Look around the room you are in right now and ask yourself how many human hands are responsible for making the stuff that’s around you?

It sounds childishly-silly at first pass but seriously, try this experiment. Consider that every object in the room in which you are sitting was put together by either a person or a machine- but even the machines that automates the production of the tiny filaments in the light bulbs above you were at some point engineered and assembled by human hands. The cotton gins that culled the fibers which make up the carpet under your feet were assembled and then driven by people. The sand that went into the concrete poured into the foundation under the building you are in, that too was dug and then crushed by someone. You can carry this thought experiment out indefinitely. In fact, barring the natural features of the land around you, everything in your immediate vicinity was directly or indirectly assembled by a human being.

I think about the more abstract implications of these ideas with respect to what we’re building with JumpBox:

  • the Ubuntu operating system underlying each virtual appliance we make – the product of hundreds of developers contributing their intelligence
  • the virtualization technologies upon which JumpBoxes run – each company has between 20-2000 employees with who-knows-how-many involved in developing and marketing these platforms
  • the Open Source applications and components – by definition, collaborative works from many volunteers donating their time
  • the physical machines upon which this stuff all eventually runs – designed and put together at some point by people
  • the wires over which the electrons travel to make these applications accessible to their users – placed by humans
  • The logical extension to this experiment is to consider the question, “who will benefit from my work?” How many unseen people whom you will never meet will utilize the product of whatever it is you do each day? We see the notification emails that come in when a JumpBox is registered and we see entities like “Harvard Business School, Mayo Clinic, US Patent and Trademark Office.” I like to think that somewhere, a medical researcher who otherwise couldn’t have set up a wiki is using JumpBox to collaborate with colleagues on an important project, and that our hands will have a small part in helping advance their work. Or that when the defense contractor asks us for the ability to bundle his own application on a JumpBox and redistribute it, we become a cornerstone ingredient to a foundation upon which important buildings can be constructed, like the sand in that concrete. It gives you that warm fuzzy “we’re-all-in-this-together-type-feeling.”

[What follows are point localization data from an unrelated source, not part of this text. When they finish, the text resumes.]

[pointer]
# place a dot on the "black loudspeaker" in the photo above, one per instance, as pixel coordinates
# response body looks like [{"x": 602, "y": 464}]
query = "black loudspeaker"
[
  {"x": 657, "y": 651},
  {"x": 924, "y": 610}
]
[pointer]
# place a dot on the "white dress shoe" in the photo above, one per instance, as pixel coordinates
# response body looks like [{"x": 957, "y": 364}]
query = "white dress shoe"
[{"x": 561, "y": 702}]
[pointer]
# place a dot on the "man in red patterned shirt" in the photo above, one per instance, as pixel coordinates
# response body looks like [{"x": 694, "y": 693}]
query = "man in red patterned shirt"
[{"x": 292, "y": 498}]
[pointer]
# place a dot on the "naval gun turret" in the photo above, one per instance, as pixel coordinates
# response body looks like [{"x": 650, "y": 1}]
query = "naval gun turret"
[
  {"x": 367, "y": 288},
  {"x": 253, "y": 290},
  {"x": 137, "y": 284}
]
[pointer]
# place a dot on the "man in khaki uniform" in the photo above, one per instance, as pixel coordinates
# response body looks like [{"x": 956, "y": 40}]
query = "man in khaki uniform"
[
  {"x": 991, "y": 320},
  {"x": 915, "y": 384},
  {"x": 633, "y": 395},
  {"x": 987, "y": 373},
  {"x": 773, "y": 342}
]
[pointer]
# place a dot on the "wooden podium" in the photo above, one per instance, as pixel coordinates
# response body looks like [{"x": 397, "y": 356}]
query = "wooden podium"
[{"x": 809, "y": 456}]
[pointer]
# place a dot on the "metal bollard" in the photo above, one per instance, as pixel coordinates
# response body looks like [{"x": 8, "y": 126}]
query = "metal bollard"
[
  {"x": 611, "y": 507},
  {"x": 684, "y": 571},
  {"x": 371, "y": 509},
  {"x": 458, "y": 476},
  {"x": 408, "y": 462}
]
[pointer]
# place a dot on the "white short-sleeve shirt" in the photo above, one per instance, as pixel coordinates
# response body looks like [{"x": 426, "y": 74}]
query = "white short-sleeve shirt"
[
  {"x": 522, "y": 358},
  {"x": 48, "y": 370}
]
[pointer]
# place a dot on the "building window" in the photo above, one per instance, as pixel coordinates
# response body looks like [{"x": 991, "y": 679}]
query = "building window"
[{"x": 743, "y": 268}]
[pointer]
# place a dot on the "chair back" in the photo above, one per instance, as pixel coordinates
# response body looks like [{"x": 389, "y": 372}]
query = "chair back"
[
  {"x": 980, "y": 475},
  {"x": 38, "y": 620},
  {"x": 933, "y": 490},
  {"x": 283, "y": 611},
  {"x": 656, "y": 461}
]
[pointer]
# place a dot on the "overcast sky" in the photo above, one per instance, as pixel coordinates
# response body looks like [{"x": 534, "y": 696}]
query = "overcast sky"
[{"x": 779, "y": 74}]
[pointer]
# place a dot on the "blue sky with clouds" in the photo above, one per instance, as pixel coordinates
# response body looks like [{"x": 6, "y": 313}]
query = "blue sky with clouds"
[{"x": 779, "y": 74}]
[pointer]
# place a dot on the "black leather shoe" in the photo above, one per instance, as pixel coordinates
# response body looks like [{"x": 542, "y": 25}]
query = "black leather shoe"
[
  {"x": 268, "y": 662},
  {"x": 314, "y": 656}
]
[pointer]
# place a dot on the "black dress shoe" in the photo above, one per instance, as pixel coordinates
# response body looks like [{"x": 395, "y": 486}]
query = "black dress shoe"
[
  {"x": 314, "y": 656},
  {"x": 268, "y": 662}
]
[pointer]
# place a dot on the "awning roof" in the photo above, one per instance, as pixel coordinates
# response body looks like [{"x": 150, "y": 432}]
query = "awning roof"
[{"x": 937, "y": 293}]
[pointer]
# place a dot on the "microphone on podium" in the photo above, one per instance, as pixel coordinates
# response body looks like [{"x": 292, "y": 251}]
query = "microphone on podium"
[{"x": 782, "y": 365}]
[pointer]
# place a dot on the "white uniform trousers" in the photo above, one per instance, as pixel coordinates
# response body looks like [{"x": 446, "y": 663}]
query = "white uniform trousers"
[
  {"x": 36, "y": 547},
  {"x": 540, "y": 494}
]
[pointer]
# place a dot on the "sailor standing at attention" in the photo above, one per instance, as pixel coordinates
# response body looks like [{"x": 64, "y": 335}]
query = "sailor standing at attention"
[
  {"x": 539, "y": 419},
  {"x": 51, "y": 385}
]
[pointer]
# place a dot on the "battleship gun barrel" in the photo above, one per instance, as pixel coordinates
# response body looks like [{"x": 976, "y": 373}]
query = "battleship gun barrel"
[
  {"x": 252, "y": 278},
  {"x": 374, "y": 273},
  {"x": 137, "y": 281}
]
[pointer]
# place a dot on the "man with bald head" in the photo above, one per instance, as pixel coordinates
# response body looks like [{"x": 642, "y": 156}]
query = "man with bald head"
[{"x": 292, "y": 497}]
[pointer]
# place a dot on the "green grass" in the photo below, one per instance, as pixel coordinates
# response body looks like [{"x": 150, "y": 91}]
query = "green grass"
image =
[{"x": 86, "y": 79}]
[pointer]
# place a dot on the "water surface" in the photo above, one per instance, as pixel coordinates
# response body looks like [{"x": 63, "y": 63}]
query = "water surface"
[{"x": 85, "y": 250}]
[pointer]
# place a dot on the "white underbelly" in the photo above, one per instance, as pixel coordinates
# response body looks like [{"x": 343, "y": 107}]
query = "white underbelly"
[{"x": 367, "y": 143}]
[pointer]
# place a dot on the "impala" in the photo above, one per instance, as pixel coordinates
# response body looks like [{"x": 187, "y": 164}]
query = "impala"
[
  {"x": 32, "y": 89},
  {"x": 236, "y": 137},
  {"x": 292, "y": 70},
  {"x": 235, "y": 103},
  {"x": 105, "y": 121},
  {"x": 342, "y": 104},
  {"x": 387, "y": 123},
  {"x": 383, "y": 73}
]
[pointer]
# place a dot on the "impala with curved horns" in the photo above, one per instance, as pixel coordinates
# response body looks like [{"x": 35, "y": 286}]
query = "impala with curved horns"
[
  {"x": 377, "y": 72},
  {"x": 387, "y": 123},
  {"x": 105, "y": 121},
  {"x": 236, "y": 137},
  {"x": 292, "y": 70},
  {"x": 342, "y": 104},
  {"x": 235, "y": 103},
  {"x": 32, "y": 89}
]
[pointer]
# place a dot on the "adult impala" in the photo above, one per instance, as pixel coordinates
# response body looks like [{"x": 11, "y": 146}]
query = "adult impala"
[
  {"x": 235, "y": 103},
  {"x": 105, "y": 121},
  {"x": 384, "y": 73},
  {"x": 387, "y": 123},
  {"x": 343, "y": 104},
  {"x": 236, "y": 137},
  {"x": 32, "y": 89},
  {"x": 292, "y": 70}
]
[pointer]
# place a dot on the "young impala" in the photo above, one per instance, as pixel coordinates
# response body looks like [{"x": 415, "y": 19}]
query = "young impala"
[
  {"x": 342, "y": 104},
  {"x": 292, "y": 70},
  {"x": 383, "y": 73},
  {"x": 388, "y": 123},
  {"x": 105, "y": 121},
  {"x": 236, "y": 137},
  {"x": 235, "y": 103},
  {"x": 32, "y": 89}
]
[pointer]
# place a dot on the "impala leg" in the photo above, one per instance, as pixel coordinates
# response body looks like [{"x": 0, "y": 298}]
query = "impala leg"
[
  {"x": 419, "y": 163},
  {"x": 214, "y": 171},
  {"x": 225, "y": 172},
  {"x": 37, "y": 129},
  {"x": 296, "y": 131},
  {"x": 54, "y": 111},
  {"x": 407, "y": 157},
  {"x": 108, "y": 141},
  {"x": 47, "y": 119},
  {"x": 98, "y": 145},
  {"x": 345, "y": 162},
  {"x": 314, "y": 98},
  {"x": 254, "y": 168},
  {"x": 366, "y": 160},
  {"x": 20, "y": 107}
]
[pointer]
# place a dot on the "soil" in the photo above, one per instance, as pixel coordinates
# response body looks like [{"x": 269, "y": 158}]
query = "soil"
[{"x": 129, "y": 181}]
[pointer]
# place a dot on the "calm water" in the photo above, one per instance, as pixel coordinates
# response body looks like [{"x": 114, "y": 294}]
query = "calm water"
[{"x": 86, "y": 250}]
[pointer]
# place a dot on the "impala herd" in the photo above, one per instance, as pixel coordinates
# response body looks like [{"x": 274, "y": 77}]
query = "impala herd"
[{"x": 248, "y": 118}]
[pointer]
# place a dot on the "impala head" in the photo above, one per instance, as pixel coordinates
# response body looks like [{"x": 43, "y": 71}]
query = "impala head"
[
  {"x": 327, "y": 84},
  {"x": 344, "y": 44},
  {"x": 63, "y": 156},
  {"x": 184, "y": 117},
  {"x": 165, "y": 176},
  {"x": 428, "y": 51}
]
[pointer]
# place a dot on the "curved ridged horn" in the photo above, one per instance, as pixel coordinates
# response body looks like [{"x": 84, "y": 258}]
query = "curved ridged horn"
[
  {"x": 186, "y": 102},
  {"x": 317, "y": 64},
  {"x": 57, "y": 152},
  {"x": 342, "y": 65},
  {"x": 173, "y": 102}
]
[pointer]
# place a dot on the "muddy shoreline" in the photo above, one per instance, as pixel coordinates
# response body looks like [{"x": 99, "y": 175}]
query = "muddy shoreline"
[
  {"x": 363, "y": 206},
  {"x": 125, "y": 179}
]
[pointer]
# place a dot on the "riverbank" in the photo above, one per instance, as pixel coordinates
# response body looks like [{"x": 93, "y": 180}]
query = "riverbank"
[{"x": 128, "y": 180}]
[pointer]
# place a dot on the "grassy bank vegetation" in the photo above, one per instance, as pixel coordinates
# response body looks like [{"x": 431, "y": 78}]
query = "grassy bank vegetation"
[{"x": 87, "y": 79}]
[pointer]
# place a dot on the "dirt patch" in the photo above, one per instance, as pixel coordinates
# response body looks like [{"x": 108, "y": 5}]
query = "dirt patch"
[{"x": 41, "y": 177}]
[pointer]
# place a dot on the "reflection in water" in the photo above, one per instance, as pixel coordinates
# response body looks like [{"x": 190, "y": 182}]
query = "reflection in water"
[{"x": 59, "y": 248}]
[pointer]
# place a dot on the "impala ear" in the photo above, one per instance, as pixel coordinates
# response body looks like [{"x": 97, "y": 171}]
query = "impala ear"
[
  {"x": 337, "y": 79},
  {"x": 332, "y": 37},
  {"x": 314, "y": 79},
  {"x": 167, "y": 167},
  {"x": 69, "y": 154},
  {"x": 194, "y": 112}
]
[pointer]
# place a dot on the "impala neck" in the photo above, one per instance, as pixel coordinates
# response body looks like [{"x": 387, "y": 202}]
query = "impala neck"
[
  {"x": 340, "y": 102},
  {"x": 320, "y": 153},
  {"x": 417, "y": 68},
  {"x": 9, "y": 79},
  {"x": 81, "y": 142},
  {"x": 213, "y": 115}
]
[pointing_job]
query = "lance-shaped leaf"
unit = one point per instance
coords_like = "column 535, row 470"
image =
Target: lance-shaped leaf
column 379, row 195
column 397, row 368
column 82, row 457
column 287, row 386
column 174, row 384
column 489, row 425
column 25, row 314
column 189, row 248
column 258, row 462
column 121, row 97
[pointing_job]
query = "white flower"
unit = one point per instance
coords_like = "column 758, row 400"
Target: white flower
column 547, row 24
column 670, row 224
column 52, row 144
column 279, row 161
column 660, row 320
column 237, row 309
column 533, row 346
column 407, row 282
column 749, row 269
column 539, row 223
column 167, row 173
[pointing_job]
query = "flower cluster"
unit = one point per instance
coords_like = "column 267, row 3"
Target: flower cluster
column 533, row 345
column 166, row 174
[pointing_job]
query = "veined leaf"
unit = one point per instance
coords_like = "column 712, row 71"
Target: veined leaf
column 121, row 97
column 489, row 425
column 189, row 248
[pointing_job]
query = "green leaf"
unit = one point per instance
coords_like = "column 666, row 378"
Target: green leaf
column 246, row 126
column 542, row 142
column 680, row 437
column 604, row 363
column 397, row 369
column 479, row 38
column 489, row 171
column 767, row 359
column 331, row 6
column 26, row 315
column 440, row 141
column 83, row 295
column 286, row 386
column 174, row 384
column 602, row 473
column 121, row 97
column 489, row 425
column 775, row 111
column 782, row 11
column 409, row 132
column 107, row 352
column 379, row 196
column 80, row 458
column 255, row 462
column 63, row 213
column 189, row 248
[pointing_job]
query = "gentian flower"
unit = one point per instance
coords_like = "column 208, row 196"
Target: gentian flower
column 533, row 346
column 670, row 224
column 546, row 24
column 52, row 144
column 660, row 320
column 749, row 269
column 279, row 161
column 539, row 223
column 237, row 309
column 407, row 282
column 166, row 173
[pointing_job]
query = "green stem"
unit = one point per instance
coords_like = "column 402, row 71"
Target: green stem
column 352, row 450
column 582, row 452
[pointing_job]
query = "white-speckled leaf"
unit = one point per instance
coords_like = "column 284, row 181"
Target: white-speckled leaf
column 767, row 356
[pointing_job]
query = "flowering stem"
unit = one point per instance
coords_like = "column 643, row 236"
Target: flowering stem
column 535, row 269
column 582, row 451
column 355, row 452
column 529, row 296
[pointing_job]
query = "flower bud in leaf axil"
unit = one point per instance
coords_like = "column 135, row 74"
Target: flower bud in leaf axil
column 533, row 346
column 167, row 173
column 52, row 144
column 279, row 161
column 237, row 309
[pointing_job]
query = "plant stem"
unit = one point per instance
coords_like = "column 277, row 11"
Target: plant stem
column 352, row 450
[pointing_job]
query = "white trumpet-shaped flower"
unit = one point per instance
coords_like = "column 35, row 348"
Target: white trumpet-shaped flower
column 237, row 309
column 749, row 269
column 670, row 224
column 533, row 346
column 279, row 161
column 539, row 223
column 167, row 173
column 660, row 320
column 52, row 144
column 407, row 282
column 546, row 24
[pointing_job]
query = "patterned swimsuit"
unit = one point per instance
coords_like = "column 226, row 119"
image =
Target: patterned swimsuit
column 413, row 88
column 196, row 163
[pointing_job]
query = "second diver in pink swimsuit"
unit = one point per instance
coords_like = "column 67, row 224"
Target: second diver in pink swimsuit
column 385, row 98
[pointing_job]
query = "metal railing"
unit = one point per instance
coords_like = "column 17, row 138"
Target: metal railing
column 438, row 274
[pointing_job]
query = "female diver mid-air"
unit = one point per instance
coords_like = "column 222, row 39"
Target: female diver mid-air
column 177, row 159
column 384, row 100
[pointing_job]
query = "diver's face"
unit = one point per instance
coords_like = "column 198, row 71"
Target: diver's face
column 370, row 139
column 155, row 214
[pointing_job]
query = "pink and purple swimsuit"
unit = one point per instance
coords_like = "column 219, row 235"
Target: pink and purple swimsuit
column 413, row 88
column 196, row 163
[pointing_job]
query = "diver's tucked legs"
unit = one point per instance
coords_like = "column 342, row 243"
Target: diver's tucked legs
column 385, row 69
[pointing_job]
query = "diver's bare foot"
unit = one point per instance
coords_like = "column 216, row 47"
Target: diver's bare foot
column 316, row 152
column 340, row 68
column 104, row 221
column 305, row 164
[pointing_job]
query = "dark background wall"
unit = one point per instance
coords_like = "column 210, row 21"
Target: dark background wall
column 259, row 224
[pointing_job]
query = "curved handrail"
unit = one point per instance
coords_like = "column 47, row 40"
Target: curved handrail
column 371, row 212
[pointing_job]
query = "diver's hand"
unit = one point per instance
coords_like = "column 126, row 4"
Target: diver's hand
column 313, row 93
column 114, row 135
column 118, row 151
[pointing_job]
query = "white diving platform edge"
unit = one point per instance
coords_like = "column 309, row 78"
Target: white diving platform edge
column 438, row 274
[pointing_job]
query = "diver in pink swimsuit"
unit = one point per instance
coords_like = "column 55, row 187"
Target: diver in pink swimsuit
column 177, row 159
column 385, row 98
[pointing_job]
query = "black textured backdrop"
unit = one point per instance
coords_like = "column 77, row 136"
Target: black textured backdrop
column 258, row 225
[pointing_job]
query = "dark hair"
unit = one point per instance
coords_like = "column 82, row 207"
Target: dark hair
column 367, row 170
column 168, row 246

    Then again maybe guys like Noah and I just think way too much about this type of stuff ;-)

    One Response to “How many human hands”

    1. Amen Sean. If I was to critize the general american attitude, it is that we seem to easily forget that we are not alone in this world. The chain of connectivity that links the textile mill worker in Sri Lanka, and the CEO on wall street wearing the fine suit is much much shorter than we think.

      Certainly even more so now that the world is flattening. Do things with a purpose of serving the greater good, and it comes back to you in huge multiples.